Nicht glauben darf man, der Cortina Trail sei lediglich ein kleines „Anhängsel“ des großen LUT. Beide Läufe haben ein für einen Berglauf stolzes Teilnehmerlimit von mittlerweile 1.500. Innerhalb der gerade einmal zehntägigen „Pre-Registration“-Phase Anfang Dezember 2016 lagen für den Cortina-Trail 2.400 (!) Anmeldungen vor. Danach wurde gelost. Ihr seht schon: Erwähnter Magie erliege nicht nur ich.
Beim Vorstartspektakel sind beide Läufe vereint. In Cortina d'Ampezzos Stadio Olimpico del Ghiaccio, anno 1956 olympisches Eislaufstadion, treffen sich die Läufer zur Ausgabe der Startunterlagen. Der Check des Pflichtgepäcks ist auch beim Cortina Trail obligatorisch, ehe man zur Kür, dem Bummel durch die angeschlossene Trail-Messe schreiten darf. Beim Pasta-Fassen am Freitag ab 19 Uhr, wenn die Messe schließt, heißt es allerdings: „LUT-runners only“. Kulinarisch verpasst man bei der Pasta zwar nicht viel, aber schade ist es trotzdem, dass die „Trail-Runner“ hier außen vor bleiben, allein schon wegen der emotionalen Einstimmung, die der verlockende Blick durch die riesigen Glasfenster des Stadions in die umgebende, abendsonnenerleuchtete Bergwelt bietet. Selbst um diese Zeit zeigt das Thermometer noch stolze 28 Grad Cersius – zur Vorfreude gesellt sich da ein gewisses Gefühl der Mulmigkeit.
Vieles kommt mir bekannt vor und doch ist das Feeling ein anderes. Während es für die LUT-Starter schon wenige Stunden später, konkret um 23 Uhr in der Freitagnacht, ernst wird, startet der Cortina Trail als Dayrace erst um 8 Uhr am folgenden Morgen. Allerdings vom gleichen Ort aus. Und der ist etwa 800 Meter Fußweg vom Stadion entfernt, auf dem autofreien Corso Italia im Herzen Cortinas.

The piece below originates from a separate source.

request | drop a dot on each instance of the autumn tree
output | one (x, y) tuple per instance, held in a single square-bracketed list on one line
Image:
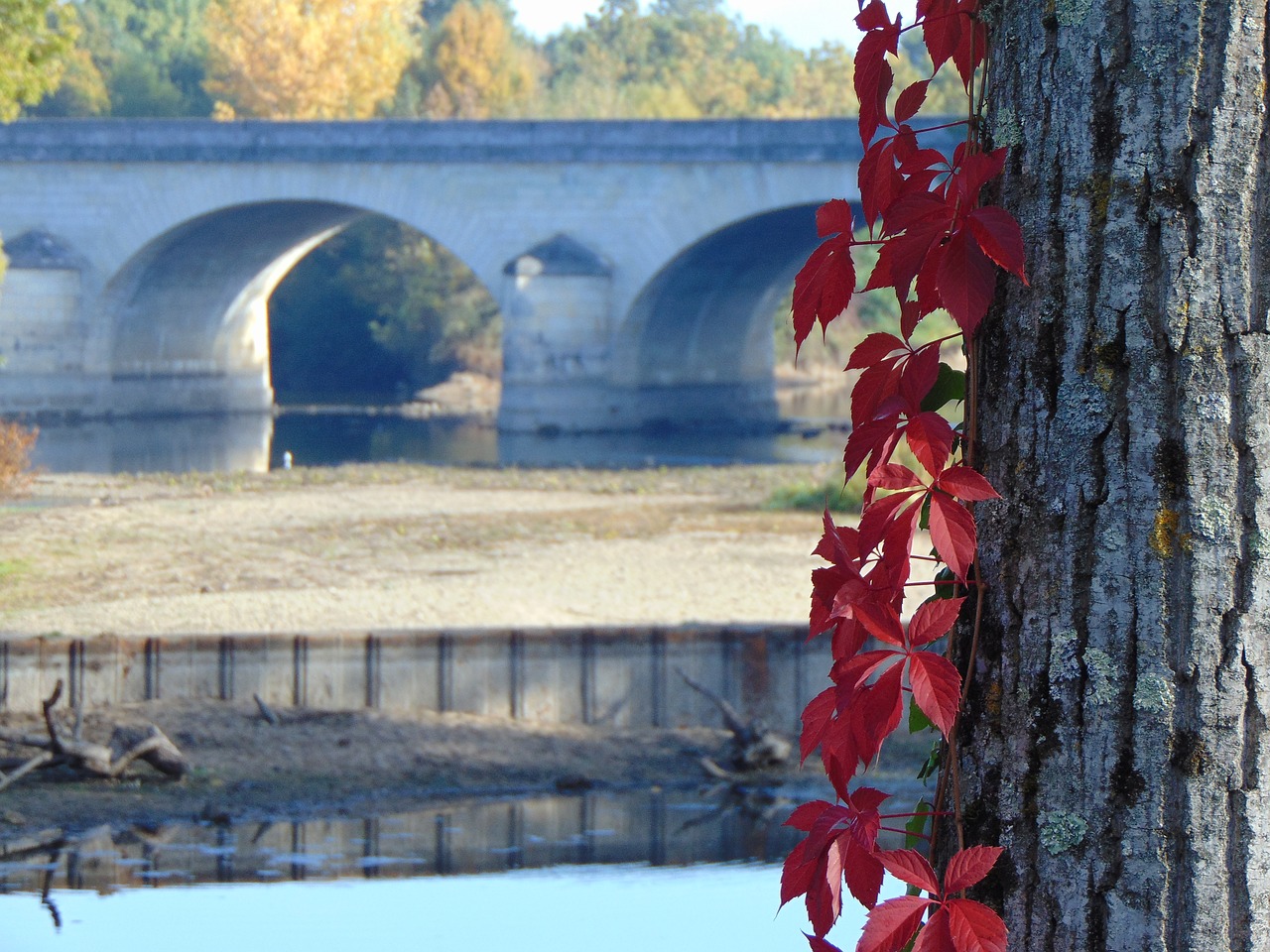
[(686, 59), (474, 66), (35, 39), (135, 59), (308, 59), (1115, 740)]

Auch wenn ich selbst (noch) nicht starte, so lasse ich mir den Nachtstart der LUTeraner nicht entgehen. Erinnerungen an 2015 werden wach. In gleißendes Scheinwerferlicht getaucht ist der Corso zu Füßen der trutzigen Parrocchiale SS. Filippo e Giacomo, Cortinas zentralem Kirchenbau. Wie damals jagt ein nicht enden wollender Wortschwall eines Startmoderatoren-Duos durch den Äther, nur ab und an unterbrochen von Musik, drängen sich die Läufer schon eine Dreiviertelstunde, bevor er los geht, dicht an dicht im Startkanal. Und natürlich, wie damals, gibt Ennio Morricones Western-Hymne „Ecstasy of Gold“ das finale Signal zum Start.
Mucksmäuschenstill ist es auf einmal. Wer dieses Startprozedere erlebt hat, vergisst das nie. Das ist Emotion pur. Kollektiv werden die letzten zehn Sekunden herunter gebrüllt, ehe sich der aufgeputschte Pulk der Laufabenteurer über den Corso ergießt und hinaus in die Einsamkeit der Nacht entschwindet. Eine Minute später ist der Spuk vorbei: Die Läufer sind weg, die Musik verebbt, es bleibt nur das gleißende Licht. Die Ruhe der Nacht senkt sich auch über das Stadtzentrum Cortinas. Ich nehme noch einen entspannten „Absacker“ in einer der Bars am Corso. Das hat auch was.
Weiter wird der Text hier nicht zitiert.